Le Département d’État des États-Unis et le gouvernement du Burkina Faso ont officialisé, le 25 février 2026, un mémorandum d’entente de cinq ans visant à consolider la sécurité sanitaire au Sahel. L’accord prévoit un financement américain pouvant atteindre 147 millions de dollars, destiné à prévenir les épidémies à la source et à renforcer les capacités nationales de réponse aux maladies infectieuses.
Un engagement financier structurant
Selon l’annonce officielle du Département d’État, les États-Unis mobiliseront jusqu’à 147 millions de dollars sur cinq ans dans le cadre de cette coopération bilatérale. Ce financement s’inscrit dans la stratégie mondiale de santé « L’Amérique d’abord » portée par l’administration de Donald Trump.
L’objectif affiché est double : renforcer la sécurité sanitaire régionale dans l’espace sahélien et permettre au Burkina Faso de développer des capacités autonomes pour détecter, prévenir et contenir les menaces épidémiques.
Les ressources américaines seront prioritairement orientées vers la lutte contre le VIH/sida, le paludisme et d’autres maladies infectieuses endémiques. Elles serviront également à améliorer la surveillance épidémiologique, à moderniser les systèmes d’alerte précoce et à renforcer les dispositifs nationaux de riposte en cas d’épidémie.
Un co-investissement burkinabè significatif
En contrepartie de l’appui américain, le Burkina Faso s’est engagé à accroître ses propres dépenses de santé à hauteur de 107 millions de dollars sur la période couverte par le protocole.
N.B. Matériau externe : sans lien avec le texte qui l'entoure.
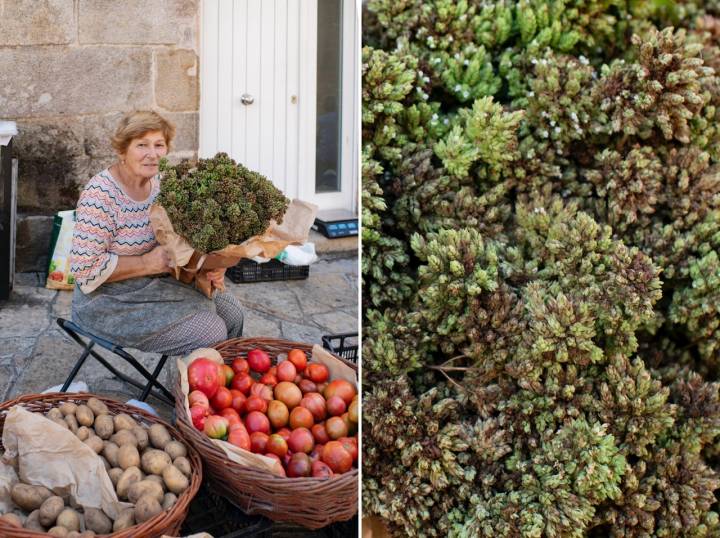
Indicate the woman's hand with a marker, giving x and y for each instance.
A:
(216, 276)
(157, 261)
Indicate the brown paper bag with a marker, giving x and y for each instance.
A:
(192, 265)
(51, 456)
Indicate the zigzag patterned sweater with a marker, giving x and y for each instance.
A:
(108, 224)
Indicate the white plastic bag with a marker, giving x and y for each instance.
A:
(59, 277)
(298, 255)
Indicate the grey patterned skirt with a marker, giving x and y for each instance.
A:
(158, 314)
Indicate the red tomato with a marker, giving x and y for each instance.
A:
(240, 437)
(203, 376)
(221, 399)
(216, 427)
(243, 383)
(317, 373)
(258, 360)
(198, 414)
(238, 400)
(198, 397)
(298, 358)
(228, 373)
(240, 366)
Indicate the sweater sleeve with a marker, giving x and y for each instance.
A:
(91, 263)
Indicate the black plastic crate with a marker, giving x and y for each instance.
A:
(250, 271)
(217, 516)
(343, 345)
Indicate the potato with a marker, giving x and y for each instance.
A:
(175, 449)
(125, 520)
(159, 436)
(145, 488)
(128, 456)
(146, 508)
(124, 421)
(169, 501)
(69, 519)
(110, 451)
(83, 433)
(97, 521)
(12, 519)
(95, 443)
(54, 413)
(85, 415)
(33, 522)
(115, 473)
(104, 426)
(140, 434)
(28, 497)
(124, 437)
(183, 464)
(128, 478)
(68, 408)
(157, 479)
(154, 461)
(50, 510)
(60, 422)
(97, 407)
(175, 480)
(71, 421)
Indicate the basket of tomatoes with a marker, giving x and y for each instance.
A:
(275, 423)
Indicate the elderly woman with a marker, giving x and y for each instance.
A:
(123, 291)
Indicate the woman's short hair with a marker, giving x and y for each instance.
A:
(137, 123)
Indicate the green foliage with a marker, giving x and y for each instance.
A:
(216, 202)
(541, 266)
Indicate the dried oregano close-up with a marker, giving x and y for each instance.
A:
(217, 202)
(541, 268)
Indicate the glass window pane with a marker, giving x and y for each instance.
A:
(329, 96)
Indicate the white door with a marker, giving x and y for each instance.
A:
(279, 93)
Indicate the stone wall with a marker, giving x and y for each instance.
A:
(68, 70)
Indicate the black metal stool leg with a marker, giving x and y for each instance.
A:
(155, 374)
(78, 365)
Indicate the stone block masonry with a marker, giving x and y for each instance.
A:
(68, 70)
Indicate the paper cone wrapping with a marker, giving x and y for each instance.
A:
(190, 264)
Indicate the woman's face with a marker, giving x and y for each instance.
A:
(143, 154)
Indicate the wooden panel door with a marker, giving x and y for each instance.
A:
(258, 92)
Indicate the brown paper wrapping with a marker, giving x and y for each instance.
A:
(337, 369)
(51, 456)
(190, 264)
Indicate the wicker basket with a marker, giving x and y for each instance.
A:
(310, 502)
(168, 522)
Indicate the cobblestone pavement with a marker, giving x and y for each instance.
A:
(35, 354)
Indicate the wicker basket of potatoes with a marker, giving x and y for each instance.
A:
(146, 459)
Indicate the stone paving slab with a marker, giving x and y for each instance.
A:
(35, 354)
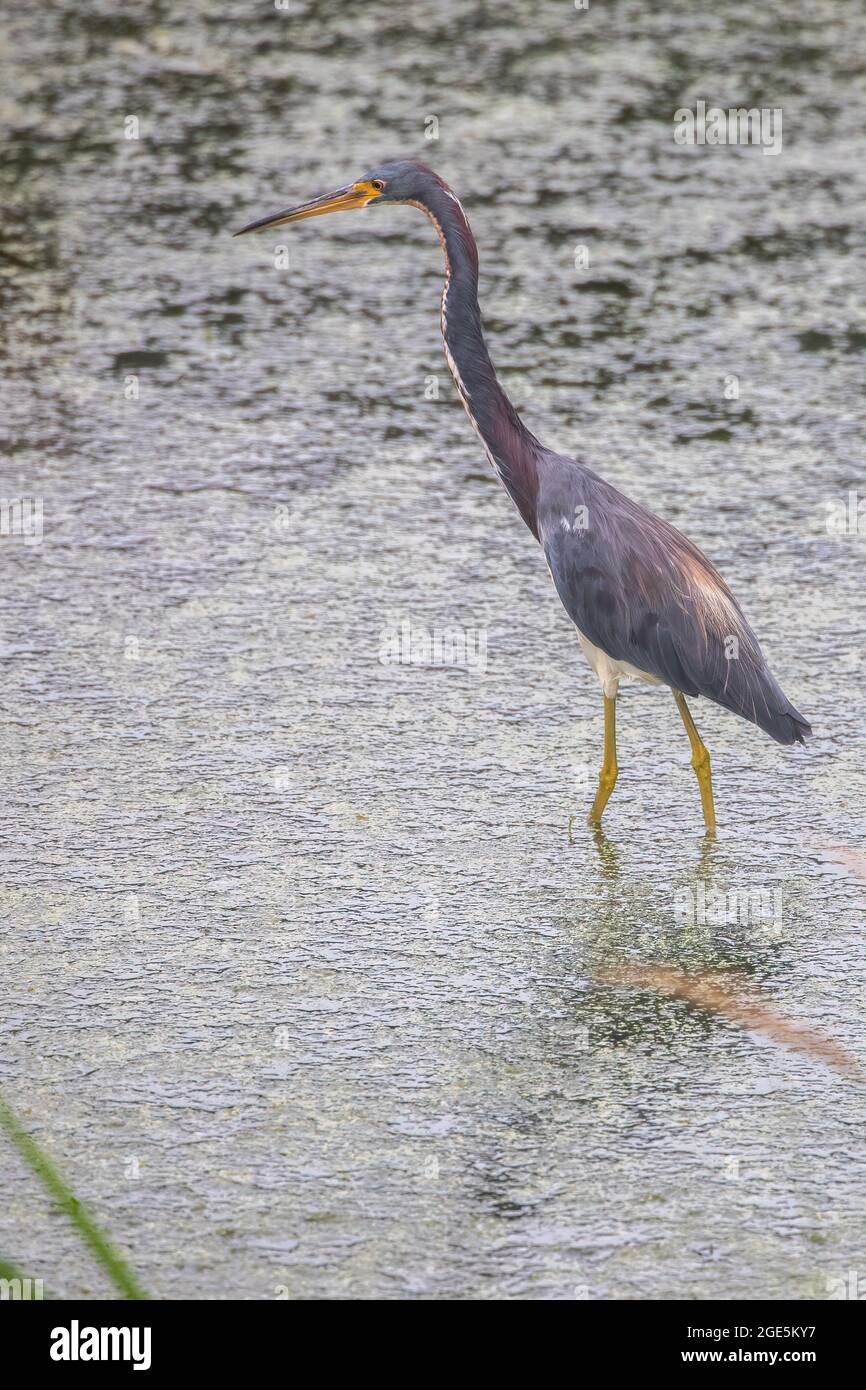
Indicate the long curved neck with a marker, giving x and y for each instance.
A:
(509, 445)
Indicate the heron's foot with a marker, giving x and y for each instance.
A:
(605, 786)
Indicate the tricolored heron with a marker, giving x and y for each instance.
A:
(647, 603)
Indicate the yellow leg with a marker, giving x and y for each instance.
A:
(701, 762)
(609, 767)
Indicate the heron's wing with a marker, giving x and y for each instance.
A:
(637, 588)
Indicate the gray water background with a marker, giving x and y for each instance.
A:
(299, 965)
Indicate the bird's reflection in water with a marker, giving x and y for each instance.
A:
(644, 963)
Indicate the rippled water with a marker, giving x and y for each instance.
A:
(300, 968)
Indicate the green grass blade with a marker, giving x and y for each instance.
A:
(45, 1171)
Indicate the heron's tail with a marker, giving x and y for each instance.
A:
(756, 695)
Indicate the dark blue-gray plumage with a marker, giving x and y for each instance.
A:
(645, 601)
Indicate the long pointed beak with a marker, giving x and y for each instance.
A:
(353, 195)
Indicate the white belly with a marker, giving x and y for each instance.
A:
(612, 672)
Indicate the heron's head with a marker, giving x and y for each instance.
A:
(399, 181)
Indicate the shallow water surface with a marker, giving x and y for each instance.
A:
(303, 977)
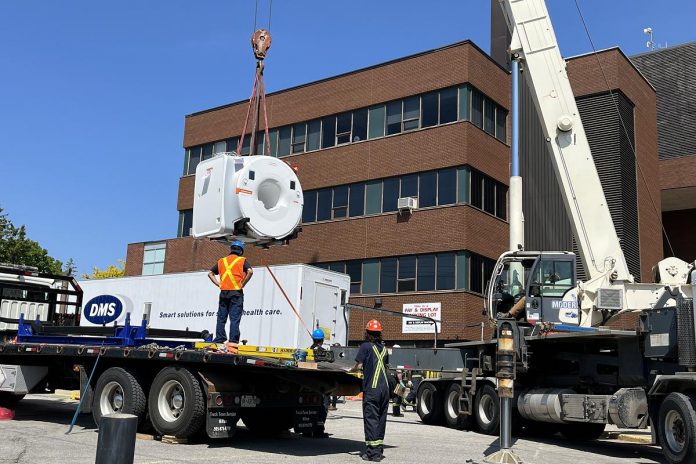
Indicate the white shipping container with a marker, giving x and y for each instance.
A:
(189, 300)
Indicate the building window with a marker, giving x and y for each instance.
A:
(377, 115)
(299, 133)
(328, 132)
(185, 223)
(394, 117)
(411, 117)
(153, 258)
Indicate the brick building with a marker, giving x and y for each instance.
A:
(433, 126)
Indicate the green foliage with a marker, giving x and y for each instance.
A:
(112, 270)
(17, 248)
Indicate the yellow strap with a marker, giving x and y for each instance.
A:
(228, 272)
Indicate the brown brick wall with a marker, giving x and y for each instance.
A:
(452, 65)
(586, 78)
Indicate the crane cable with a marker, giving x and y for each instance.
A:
(623, 125)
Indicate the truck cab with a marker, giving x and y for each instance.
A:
(534, 287)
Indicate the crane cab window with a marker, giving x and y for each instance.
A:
(555, 277)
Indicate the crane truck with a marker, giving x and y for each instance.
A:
(572, 373)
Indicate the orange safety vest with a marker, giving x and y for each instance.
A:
(231, 270)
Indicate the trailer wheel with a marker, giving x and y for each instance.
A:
(487, 410)
(677, 424)
(428, 403)
(451, 410)
(176, 403)
(580, 431)
(118, 391)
Cet effort financier traduit une volonté d’appropriation nationale du programme. Les autorités burkinabè entendent ainsi consolider leur système de santé et réduire leur dépendance structurelle à l’aide extérieure à long terme.
L’accord met en avant un principe de responsabilité partagée : l’appui extérieur doit servir de levier pour renforcer des capacités durables et intégrées au système national.
Accent sur la prévention et l’innovation
Environ 12 millions de dollars supplémentaires seront spécifiquement consacrés aux initiatives relevant de la sécurité sanitaire mondiale. Ces fonds cibleront le renforcement des systèmes de santé communautaires, la numérisation des données sanitaires et le développement des capacités des laboratoires nationaux.
L’amélioration des infrastructures de laboratoire vise notamment à faciliter la détection rapide des agents pathogènes et à réduire les délais de diagnostic. La digitalisation des données de santé permettra, quant à elle, une meilleure circulation de l’information et une coordination plus efficace des interventions.
Ces investissements répondent aux leçons tirées des crises sanitaires récentes, qui ont souligné l’importance de systèmes de surveillance robustes et interconnectés.
Vers un système de santé plus résilient
À l’issue des cinq années prévues par le mémorandum, le Burkina Faso s’est engagé à intégrer au sein de son personnel national les agents de santé et de laboratoire initialement financés par les États-Unis.
Cette disposition vise à garantir la pérennité des acquis et à éviter une rupture des services à la fin du financement extérieur. L’objectif stratégique est la construction d’un système de santé résilient, capable de répondre efficacement aux urgences sanitaires tout en assurant la continuité des soins.
Un partenariat inscrit dans une dynamique continentale
Le Burkina Faso figure parmi les 17 pays africains ayant signé, au 25 février 2026, un protocole d’accord similaire avec Washington. Ces engagements cumulés représentent plus de 18,56 milliards de dollars, dont 11,33 milliards d’aide américaine et 7,23 milliards de co-investissements des États partenaires.
À travers ce dispositif, les États-Unis entendent consolider leur présence sanitaire et stratégique en Afrique, dans un contexte où la sécurité sanitaire est devenue un enjeu central de stabilité régionale.
Pour le Burkina Faso, confronté à des défis sécuritaires et humanitaires complexes, ce partenariat constitue un appui majeur pour renforcer son système de santé et mieux anticiper les menaces épidémiques au Sahel.